Church in Wrexham County Borough, Wales

St Mary's is a Grade I listed parish church in Chirk, Wrexham County Borough, Wales. It stands at the south end of the main street of Chirk, within its own graveyard, on the northern edge of the valley of the Afon Ceiriog. The parish is in the Mission Area of Offa in the Church in Wales Diocese of St Asaph. The church is listed on the National Monuments Record of Wales.

==History==
The original church, which had a similar footprint to that of the present building, was begun during the 11th century by the Normans, although it is believed that an older llan, dedicated to St Tysilio, had existed on the site. In 1519, William Edwards of New Hall extended the building by adding a nave. The tower was added to the west bay. It saw additional repairs and alterations in the 17th, 18th and 19th centuries. In 1828-9 the interior was remodelled, and alterations were made to the furnishings in 1877.

==Exterior==
The church is constructed of sandstone with later buttresses. All but one of the windows are post-Norman.

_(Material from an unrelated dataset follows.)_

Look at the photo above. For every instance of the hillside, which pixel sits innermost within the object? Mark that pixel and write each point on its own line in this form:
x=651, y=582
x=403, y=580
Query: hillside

A 20th century stone extension is attached to the north end of the church, serving as a meeting hall. The slate roof is supported by 15th century trusses.

==Interior==
The walls and the roof (below the rafters) are plastered. There are three floor levels from the nave to the altar. There are carvings of animals and knights on some trusses. There is a considerable number of monuments and furnishings ranging from the 17th to 19th centuries. Most window glass is 19th or 20th century. The tower contains a ring of six bells, dated 1803 by Rudhall of Gloucester.